On 31 May 1889, the club resolved to change its name to The Rangers, although the club was almost always referred to as Oban Rangers, and occasionally Rangers (Oban). It entered both the Scottish Cup under its new name, and was drawn at Oban in the first round; with a 2–0 half-time lead it looked as if Rangers would finally beat the senior side for the first time. However the second half was "wholly in favour of Oban", who scored 5 times without reply, Oban goalkeeper Arthur Hutton only making one further save.

Four days after the tie, clubs in the county met to form a new Argyllshire Football Association, and set up a cup competition. The first round of the county tournament saw the club's only victory in a competitive match; the club originally drew 1–1 with Inveraray, a shinty side playing its first football match, and Rangers finished a man short after Macmillan left the field exhausted; Inveraray had two goals chalked off for offside. The replay at Oban ended 3–3 and a second replay, at Dalmally, finally fell to the Rangers. The club met Oban in the semi-final, drawing 3–3 having largely dominated the game and having a goal disallowed; the Rangers lost the brothers MacDonald for the replay and lost 4–1.
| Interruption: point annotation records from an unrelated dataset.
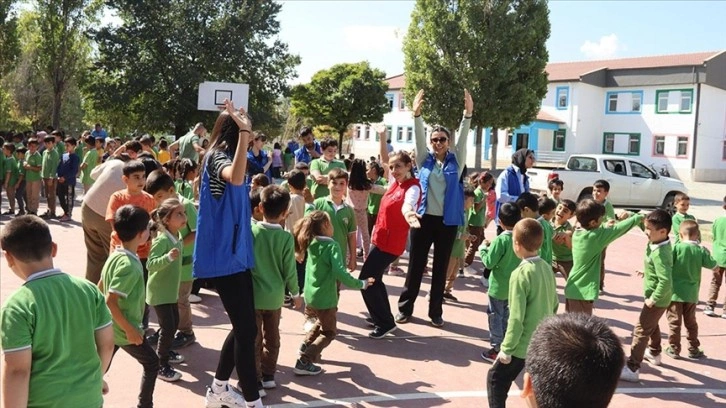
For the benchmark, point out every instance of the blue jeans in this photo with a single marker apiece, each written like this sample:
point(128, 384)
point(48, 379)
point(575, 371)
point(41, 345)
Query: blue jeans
point(498, 311)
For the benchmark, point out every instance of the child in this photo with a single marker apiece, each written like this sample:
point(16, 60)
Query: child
point(325, 268)
point(274, 272)
point(499, 258)
point(341, 214)
point(56, 348)
point(67, 172)
point(162, 289)
point(719, 253)
point(11, 176)
point(457, 252)
point(532, 297)
point(681, 202)
point(688, 259)
point(588, 242)
point(161, 186)
point(658, 282)
point(49, 172)
point(122, 282)
point(562, 239)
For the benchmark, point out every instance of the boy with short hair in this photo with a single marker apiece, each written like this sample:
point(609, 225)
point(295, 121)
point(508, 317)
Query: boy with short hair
point(562, 239)
point(67, 172)
point(122, 283)
point(499, 258)
point(274, 271)
point(688, 259)
point(33, 166)
point(36, 323)
point(588, 242)
point(658, 283)
point(532, 297)
point(49, 172)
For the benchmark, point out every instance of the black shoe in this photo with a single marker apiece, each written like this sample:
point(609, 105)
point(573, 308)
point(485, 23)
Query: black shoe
point(379, 333)
point(402, 318)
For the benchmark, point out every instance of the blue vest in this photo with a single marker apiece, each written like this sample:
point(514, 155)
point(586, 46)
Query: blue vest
point(223, 244)
point(454, 192)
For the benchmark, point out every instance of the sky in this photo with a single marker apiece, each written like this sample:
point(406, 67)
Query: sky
point(324, 33)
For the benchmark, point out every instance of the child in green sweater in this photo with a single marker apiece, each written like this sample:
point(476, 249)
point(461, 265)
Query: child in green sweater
point(274, 272)
point(162, 288)
point(658, 285)
point(324, 269)
point(532, 297)
point(688, 260)
point(588, 243)
point(500, 259)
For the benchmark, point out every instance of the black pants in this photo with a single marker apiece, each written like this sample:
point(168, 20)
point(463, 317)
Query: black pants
point(376, 296)
point(67, 196)
point(238, 350)
point(500, 379)
point(432, 232)
point(168, 316)
point(148, 359)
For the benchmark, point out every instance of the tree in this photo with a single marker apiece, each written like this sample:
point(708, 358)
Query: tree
point(342, 95)
point(495, 48)
point(150, 67)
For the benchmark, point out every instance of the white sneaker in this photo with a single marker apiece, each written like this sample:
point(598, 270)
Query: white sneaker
point(630, 376)
point(228, 399)
point(655, 360)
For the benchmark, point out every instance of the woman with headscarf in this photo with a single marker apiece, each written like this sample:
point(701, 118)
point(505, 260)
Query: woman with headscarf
point(513, 181)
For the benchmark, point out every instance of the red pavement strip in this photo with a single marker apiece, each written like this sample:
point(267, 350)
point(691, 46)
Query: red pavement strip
point(419, 365)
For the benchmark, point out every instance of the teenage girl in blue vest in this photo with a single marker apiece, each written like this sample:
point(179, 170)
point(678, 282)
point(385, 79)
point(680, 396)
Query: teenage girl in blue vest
point(223, 253)
point(441, 210)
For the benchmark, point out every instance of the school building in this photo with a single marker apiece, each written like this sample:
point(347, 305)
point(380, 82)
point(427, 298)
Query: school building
point(669, 111)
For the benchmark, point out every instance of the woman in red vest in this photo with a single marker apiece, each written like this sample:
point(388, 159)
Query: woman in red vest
point(396, 214)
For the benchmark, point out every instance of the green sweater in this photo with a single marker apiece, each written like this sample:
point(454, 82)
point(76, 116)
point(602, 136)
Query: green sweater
point(274, 266)
point(324, 269)
point(532, 297)
point(583, 283)
point(688, 259)
point(499, 256)
point(658, 271)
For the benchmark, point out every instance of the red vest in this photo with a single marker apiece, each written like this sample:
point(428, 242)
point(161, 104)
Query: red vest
point(391, 230)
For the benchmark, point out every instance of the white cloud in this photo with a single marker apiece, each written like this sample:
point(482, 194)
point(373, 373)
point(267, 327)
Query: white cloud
point(607, 47)
point(373, 38)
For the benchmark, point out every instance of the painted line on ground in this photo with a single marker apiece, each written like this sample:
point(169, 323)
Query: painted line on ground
point(350, 402)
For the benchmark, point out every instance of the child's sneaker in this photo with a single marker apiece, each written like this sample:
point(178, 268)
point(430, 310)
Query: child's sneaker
point(306, 368)
point(227, 398)
point(175, 358)
point(655, 360)
point(169, 374)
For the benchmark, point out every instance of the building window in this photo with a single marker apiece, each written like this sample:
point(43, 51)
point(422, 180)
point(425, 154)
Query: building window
point(558, 144)
point(624, 102)
point(563, 96)
point(621, 143)
point(674, 101)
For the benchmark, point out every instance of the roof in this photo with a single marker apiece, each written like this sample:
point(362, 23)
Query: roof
point(564, 71)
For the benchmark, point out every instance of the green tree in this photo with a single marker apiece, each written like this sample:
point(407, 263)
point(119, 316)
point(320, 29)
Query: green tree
point(342, 95)
point(150, 66)
point(495, 48)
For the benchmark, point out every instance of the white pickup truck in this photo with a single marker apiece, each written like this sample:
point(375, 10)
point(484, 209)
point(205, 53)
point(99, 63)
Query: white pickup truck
point(632, 183)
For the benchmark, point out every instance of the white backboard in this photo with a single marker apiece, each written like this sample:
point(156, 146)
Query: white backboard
point(213, 94)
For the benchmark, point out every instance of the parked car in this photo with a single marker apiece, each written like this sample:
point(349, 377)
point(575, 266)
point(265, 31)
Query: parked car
point(632, 183)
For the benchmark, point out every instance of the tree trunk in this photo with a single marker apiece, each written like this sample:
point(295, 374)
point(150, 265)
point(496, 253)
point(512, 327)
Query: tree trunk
point(494, 143)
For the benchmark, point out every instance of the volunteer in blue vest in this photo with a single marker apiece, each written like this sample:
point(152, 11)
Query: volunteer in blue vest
point(441, 210)
point(513, 181)
point(396, 213)
point(223, 254)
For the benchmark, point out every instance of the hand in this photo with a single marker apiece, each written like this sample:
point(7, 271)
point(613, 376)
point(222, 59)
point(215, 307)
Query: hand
point(468, 103)
point(504, 358)
point(418, 103)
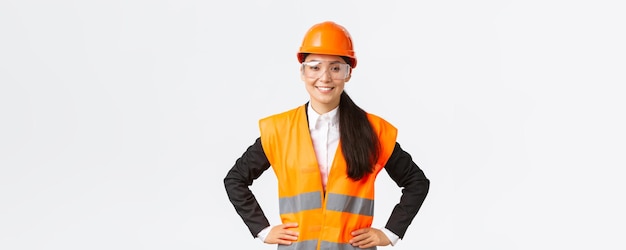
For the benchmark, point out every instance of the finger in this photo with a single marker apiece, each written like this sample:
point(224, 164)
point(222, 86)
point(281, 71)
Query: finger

In the first round of the 1890–91 Scottish Cup, Rangers was once again drawn to play Oban, the tie being held on the new Oban ground of Glencruitten. Rangers went into the tie as favourite, on the basis that the Rangers had improved over the year while Oban had deteriorated, but the older side won 3–0; four days after the tie, the clubs met again, for a trophy donated by Col. Malcolm M.P. as part of the Argyllshire Gathering. Rangers' ill-luck struck again, as Oban scored a last-minute equalizer after injury had reduced Rangers to 10 men for the second half. In the Argyllshire Cup, the sides met yet again, and yet again Oban won through, with a last-minute winner; Rangers' protest that the goal was scored after the expiry of time was rejected by one vote.

The Rangers' luck finally turned in December 1890, when the long-delayed replay for the Argyllshire Gathering Cup took place at Glencruitten. Oban was forced on the defensive all match, and Rangers won 2–1, to register the club's first win over Oban.
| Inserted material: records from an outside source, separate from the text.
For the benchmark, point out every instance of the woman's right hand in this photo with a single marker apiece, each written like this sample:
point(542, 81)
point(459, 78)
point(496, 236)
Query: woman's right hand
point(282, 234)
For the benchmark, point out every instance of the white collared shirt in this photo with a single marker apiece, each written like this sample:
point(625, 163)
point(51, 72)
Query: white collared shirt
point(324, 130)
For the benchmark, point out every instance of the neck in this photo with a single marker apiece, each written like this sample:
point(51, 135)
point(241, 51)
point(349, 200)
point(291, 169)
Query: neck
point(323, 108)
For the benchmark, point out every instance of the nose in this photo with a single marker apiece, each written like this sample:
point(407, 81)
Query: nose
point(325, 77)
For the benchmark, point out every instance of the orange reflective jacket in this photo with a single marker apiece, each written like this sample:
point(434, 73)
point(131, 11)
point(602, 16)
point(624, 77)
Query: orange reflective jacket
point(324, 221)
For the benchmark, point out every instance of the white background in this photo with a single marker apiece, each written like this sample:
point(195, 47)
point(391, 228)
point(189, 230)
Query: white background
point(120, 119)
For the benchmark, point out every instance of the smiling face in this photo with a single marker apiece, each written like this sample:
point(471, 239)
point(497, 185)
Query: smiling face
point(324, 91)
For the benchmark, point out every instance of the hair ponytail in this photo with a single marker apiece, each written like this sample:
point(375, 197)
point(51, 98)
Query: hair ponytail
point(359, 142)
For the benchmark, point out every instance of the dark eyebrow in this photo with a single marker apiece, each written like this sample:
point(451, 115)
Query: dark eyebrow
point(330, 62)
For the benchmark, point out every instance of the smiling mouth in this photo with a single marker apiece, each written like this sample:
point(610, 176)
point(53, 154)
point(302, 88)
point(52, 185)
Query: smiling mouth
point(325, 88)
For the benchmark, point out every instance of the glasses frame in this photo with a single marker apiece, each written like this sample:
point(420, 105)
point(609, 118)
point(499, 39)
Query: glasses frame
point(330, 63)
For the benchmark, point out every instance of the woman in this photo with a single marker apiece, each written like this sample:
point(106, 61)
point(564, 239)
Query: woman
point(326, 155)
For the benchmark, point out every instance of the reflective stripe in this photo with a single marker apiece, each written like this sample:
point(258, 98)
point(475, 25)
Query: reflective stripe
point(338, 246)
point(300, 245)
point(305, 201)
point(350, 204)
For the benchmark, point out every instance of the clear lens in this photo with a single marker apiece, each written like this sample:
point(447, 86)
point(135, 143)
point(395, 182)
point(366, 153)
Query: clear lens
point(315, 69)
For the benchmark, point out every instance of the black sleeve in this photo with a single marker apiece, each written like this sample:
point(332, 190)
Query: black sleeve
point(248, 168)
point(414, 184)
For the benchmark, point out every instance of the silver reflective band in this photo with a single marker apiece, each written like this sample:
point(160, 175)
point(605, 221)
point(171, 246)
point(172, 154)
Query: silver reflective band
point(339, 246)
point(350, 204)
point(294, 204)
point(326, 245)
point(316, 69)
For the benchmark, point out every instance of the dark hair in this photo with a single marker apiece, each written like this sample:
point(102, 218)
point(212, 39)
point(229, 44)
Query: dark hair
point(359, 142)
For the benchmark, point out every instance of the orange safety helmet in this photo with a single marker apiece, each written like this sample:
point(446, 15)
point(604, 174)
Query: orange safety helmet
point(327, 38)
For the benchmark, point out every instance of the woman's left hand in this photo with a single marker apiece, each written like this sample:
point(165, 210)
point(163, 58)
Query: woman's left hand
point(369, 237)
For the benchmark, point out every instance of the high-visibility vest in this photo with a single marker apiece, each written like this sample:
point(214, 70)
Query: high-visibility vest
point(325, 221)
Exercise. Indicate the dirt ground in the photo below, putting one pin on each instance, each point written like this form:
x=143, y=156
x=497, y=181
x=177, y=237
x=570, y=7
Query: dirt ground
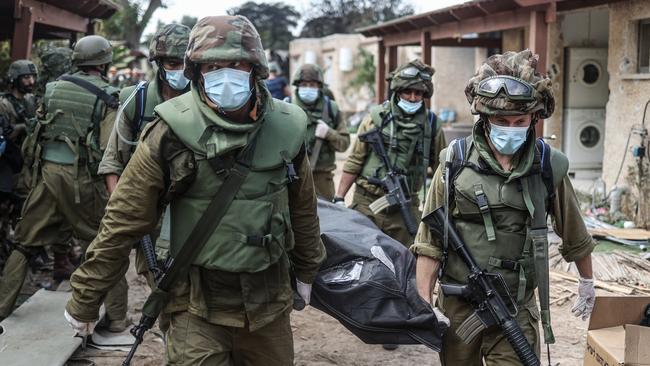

However, the club's opportunities fell away soon afterwards. There were no further county competitions, and in 1891–92 the Scottish Cup introduced preliminary rounds. The Rangers entered the national competition until 1893–94 but lost its first tie every time; it protested its defeat to Inveraray in 1891–92 on the basis that the pitch was the wrong size, and included formal plans with its protest, but Inveraray - not wanting to incur the expense of travelling to Glasgow - sent depositions from the groundsman and two referees who knew the ground, and the protest was dismissed. One consolation was that, at the start of the 1891–92 season, the Rangers beat Oban 6–2 in a friendly.

The club's remoteness was a problem; even the older Oban found problems in arranging fixtures, and in 1892–93 Rangers only played 4 matches, winning 1 and losing 3. Even the derby match against Oban in November 1892 had to be called off because of difficulty in raising sides. The club had still been "on a very sound financial footing" in 1890, but after losing to Dunach in the first preliminary round of the Scottish Cup in September 1893, the club seems to have dissolved.

==Colours==

The club originally wore royal blue and white 1" hooped jerseys and white knickers. In 1889 the knickers were changed to blue (serge), and in 1893 the shirts also changed to blue.

==Ground==

The club played at Mossfield Park, rented from the council at a cost of £1.

In 1888, the club erected a corrugated iron pavilion on its practice ground at Market Stance, paid for by a public subscription.